Former Florida Gov. Charlie Crist is staging another comeback, this time in a bid for a newly crafted congressional district in Pinellas County that appears tailor-made for the political phoenix.
The Republican-turned-independent-turned Democrat made the widely expected announcement Tuesday in his hometown of St. Petersburg, a year after narrowly losing to Gov. Rick Scott in an attempt to return to the governor's mansion.
"Public service is in my heart. I can't help it. I guess that's fairly obvious," he said.
Crist served as governor, attorney general, education commissioner and state senator as a Republican before losing a 2010 bid for the U.S. Senate as an independent. He later registered as a Democrat and drew heavy support from party leaders during the 2014 gubernatorial race.
Crist, accompanied by his wife Carole for the announcement that he would enter the 2016 congressional race, grew up in St. Petersburg and beat Scott by nearly 40,000 votes in Pinellas County last year.
Characterized by even his harshest critics as one of the state's most polished retail politicians, Crist played up his local connections in a telephone interview Tuesday afternoon with The News Service of Florida.
"The best way to describe it is that it truly is home, and it's like coming home," Crist said."Having the opportunity to represent these people. ... It's where my family live. It's where I grew up. It's where I went to elementary school. It's where my sisters were public school teachers, my dad a family doctor. It's home in every sense of the word."
Republicans quickly issued a news release with an image of a tweet posted by Crist in March in which he said, "I will not be seeking office in 2015 but I will be working alongside my fellow @FloridaDems."
"With two statewide losses and a reputation of flip-flopping when convenient, Charlie Crist is once again focusing on advancing his personal political ambitions and not the best interest of Florida families," Republican Party of Florida spokesman Wadi Gaitan said in the release.
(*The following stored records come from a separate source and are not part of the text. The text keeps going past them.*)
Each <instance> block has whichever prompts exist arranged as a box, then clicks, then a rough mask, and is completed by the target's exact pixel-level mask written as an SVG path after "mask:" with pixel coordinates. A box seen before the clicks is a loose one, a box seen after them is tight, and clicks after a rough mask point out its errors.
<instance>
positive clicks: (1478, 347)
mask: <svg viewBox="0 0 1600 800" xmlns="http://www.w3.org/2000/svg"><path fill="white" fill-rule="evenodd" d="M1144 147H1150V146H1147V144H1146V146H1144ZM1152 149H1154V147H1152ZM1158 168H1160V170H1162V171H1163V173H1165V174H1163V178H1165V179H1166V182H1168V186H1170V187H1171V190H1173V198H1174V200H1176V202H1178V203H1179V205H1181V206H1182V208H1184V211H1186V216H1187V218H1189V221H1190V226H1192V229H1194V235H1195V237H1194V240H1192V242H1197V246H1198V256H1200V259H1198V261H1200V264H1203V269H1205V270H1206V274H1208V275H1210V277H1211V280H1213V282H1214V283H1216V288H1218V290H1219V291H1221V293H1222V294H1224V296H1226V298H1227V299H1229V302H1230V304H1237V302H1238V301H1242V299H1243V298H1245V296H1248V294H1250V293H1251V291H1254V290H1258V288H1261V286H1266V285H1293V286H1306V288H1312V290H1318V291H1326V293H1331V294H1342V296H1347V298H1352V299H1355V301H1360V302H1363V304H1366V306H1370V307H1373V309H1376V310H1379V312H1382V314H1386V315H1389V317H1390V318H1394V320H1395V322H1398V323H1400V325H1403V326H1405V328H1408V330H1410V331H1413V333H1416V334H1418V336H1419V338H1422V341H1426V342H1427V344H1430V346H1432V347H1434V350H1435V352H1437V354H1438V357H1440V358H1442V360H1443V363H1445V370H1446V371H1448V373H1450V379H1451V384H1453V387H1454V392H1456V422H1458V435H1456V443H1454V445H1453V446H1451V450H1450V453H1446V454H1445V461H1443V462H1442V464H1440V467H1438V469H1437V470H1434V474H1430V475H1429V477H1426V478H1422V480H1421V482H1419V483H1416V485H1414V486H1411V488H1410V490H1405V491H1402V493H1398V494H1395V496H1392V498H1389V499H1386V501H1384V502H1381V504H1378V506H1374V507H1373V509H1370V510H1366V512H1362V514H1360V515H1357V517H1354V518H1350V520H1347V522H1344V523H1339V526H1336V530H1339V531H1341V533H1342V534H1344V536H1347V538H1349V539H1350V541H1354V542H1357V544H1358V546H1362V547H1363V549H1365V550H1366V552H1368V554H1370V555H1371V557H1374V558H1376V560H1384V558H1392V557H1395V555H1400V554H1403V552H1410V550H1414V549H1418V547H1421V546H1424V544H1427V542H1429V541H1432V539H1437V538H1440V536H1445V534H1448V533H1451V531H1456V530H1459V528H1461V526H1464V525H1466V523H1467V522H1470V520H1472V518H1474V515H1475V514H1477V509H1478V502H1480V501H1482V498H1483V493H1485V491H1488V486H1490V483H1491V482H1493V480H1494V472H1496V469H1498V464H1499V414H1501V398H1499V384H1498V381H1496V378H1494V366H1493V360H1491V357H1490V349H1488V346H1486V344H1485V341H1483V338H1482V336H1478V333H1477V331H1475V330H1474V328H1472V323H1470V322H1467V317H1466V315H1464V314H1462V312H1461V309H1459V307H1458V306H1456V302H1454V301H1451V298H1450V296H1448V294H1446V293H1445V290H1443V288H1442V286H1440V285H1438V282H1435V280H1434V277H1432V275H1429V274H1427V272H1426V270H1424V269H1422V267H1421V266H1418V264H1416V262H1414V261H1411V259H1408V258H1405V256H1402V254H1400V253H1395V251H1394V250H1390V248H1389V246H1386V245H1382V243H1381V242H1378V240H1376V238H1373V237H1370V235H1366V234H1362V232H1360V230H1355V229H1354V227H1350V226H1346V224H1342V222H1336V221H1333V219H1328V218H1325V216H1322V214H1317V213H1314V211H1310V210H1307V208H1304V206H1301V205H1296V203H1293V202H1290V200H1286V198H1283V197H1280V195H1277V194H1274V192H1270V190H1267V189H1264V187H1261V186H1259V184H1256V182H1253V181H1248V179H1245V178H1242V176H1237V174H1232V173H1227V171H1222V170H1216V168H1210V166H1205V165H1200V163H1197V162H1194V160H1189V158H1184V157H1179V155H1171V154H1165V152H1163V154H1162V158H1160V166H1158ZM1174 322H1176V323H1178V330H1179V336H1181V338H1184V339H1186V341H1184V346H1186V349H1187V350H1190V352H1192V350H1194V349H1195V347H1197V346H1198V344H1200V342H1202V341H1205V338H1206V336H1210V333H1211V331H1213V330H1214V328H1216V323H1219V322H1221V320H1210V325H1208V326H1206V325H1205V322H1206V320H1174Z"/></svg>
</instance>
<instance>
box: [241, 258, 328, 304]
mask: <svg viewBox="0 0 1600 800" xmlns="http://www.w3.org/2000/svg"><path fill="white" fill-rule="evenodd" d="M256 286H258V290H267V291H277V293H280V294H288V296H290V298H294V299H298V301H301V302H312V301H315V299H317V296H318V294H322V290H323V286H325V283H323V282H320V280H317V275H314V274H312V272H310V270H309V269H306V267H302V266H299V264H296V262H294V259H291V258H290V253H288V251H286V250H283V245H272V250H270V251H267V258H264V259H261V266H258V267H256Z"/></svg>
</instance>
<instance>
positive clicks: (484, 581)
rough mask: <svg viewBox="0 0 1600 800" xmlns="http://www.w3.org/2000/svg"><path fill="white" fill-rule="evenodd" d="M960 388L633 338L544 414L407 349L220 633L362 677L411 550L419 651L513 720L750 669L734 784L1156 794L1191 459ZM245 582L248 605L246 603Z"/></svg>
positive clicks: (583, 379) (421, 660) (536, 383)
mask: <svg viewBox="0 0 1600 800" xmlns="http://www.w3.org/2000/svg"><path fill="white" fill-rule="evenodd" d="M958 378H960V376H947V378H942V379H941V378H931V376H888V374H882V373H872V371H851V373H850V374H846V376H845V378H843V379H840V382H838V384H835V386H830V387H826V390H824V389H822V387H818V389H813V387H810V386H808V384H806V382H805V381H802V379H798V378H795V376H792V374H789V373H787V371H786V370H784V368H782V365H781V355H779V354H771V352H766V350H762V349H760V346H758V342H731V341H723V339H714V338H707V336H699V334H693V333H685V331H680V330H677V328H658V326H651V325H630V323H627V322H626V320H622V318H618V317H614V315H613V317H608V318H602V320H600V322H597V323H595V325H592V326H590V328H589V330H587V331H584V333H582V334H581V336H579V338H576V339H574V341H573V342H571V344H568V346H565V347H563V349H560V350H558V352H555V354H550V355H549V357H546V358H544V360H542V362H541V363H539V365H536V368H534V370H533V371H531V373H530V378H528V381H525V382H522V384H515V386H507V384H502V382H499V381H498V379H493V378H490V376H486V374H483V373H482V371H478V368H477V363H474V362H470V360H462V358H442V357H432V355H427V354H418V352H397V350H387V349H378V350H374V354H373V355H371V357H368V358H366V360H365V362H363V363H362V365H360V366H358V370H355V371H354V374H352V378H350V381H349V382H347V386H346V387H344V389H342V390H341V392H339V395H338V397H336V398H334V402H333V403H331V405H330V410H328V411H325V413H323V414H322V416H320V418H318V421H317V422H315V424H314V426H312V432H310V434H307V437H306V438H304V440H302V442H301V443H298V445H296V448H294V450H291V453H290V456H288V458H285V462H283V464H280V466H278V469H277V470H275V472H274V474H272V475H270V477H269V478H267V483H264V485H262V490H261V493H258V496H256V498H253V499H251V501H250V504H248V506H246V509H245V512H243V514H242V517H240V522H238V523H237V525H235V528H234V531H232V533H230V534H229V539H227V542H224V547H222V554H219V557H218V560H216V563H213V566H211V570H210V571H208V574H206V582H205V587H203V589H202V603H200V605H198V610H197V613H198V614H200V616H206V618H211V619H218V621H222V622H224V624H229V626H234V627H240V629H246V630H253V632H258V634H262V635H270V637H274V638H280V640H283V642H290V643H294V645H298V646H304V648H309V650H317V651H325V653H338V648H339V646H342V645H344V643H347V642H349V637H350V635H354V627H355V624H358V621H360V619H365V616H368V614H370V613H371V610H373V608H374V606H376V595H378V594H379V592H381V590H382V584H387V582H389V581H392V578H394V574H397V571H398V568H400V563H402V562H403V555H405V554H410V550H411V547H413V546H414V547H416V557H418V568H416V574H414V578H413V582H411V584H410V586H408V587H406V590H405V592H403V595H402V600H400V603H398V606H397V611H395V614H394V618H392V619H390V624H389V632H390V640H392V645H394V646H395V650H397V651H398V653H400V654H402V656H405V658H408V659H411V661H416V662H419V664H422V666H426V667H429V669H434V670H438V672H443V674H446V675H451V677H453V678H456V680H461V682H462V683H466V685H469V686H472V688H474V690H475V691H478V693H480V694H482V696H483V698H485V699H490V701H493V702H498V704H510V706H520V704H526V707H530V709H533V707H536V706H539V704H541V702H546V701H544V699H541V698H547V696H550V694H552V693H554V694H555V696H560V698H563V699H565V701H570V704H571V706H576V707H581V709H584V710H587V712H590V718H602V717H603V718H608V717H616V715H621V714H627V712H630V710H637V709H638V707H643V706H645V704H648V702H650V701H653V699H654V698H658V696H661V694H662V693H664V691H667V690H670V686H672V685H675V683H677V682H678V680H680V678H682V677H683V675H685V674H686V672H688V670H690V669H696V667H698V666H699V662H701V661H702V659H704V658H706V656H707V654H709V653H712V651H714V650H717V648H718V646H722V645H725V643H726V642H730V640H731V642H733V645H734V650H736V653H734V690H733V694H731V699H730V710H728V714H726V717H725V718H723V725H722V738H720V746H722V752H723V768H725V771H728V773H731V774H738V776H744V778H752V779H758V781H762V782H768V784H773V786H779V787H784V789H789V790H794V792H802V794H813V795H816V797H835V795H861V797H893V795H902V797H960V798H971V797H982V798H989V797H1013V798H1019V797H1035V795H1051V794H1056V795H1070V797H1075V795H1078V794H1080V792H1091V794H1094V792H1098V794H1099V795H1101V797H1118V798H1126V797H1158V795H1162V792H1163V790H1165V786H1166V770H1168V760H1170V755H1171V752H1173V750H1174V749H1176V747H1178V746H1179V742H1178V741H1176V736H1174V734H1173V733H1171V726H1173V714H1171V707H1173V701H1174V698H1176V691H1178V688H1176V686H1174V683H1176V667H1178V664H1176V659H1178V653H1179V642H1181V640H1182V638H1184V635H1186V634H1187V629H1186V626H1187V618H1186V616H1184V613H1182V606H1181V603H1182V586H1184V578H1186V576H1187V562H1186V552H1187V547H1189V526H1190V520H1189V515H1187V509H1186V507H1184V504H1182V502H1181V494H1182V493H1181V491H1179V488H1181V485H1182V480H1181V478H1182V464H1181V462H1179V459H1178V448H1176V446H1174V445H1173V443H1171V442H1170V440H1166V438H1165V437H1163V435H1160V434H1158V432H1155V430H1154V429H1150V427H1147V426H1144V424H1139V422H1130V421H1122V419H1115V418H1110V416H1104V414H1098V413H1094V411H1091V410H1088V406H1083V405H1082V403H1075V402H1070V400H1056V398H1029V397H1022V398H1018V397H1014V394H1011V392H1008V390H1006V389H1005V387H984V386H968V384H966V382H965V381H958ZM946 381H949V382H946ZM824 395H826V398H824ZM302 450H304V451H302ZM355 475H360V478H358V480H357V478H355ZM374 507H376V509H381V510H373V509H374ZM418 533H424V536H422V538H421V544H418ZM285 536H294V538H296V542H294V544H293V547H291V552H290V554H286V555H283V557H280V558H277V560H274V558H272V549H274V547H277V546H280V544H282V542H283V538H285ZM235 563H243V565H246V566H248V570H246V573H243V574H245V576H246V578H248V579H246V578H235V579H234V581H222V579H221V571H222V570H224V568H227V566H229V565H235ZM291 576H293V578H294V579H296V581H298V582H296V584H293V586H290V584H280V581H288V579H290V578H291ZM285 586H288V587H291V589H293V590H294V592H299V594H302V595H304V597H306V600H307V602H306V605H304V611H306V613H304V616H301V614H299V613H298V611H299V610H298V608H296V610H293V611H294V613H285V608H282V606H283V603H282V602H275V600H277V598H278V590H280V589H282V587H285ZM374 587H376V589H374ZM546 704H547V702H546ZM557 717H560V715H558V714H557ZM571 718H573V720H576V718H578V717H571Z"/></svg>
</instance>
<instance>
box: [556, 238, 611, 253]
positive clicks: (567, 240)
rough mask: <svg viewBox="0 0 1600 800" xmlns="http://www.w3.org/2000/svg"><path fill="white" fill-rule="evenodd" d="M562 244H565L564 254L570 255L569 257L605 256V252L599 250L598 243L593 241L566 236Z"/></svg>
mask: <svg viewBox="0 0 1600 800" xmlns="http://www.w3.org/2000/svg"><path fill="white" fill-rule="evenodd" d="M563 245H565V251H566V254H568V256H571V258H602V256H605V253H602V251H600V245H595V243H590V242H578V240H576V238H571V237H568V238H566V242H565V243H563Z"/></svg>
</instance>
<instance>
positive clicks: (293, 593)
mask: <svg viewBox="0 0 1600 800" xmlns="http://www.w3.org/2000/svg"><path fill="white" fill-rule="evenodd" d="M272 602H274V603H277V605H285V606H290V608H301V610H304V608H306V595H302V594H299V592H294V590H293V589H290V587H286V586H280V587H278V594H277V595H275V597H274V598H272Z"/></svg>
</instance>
Crist said he made the decision to enter the race in Congressional District 13 following the Florida Supreme Court's ruling in July that a congressional map approved by the Legislature violates the state's voter-approved ban on political gerrymandering.
The seat is currently held by Republican Congressman David Jolly, who has opted to run for the U.S. Senate next year rather than seek re-election.
The district is one of several set to undergo significant changes after the Supreme Court's ruling. The court still has to decide whether to approve a map recommended by a Leon County judge or go with one of six others proposed by lawmakers, voting-rights organizations and a group of voters.
But all of the plans have the same design for Congressional District 13, which will include all of St. Petersburg. The Supreme Court struck down a configuration of a neighboring congressional district, based in Hillsborough County, that spanned Tampa Bay to grab voters from St. Petersburg in hopes of creating a district where African-American voters could elect a candidate of their choice.
The proposed District 13 leans more strongly toward Democrats than the current one, a swing seat that has frustrated Democrats in recent cycles. President Barack Obama carried the proposed district by almost 10.7 percentage points in 2012; the current seat backed Obama by less than 1.5 points.
From St. Petersburg, the district reaches north through Pinellas County, through most of Clearwater.
"The Supreme Court changed the political landscape in Florida, as we all know. This district looks like it will include Carole's and my home, and it is my home," Crist told the News Service.
Crist said he has "a pretty good idea" that the district will not change significantly, even if the Supreme Court rejects a proposed map recommended by Leon County Circuit Judge Terry Lewis.
"That's why I went ahead and announced today. This race is just over a year away. It takes time to mount an effective campaign. I understand that. I just felt in my heart it was the right time to do it," he said.
Crist's campaign will be headed by Matthew Van Name, and Stephanie McClung will serve as finance director. The staff also includes Katie Bohnett, Franco Sarto and Kevin Cate, who all worked on Crist's 2014 gubernatorial effort.
Historically, Crist has fared well in the district, but the proposed changes could boost his chances for success even more.
In his 2010 bid for the U.S. Senate as an independent candidate, Crist carried the proposed district by 5.1 percentage points in a three-way race, while the existing district went for Crist by less than 2 points.
In either case, the last GOP candidate for governor or president to carry the seat was when Crist ran for governor as a Republican in 2006.
But Crist is not a shoo-in for the Washington post.
Democrat Eric Lynn has already raised more than $500,000 and garnered the support of numerous local groups.
"Since day one, I've been in this race to serve as a voice for the people of Pinellas County. This is my hometown. I'm a St. Petersburg native, a lifelong Democrat, and I know what issues are important to the people of this district: the economy, jobs, national security, veterans, health care and women's rights, just to name a few," Lynn said in a statement following Crist's announcement. "Voters need a fresh face, someone with new smart policy ideas who is eager to make a change and fight for them in Washington. I'm confident I will be just that for my fellow Floridians, and I'm looking forward to a spirited primary on important Democratic issues to prove it to them.”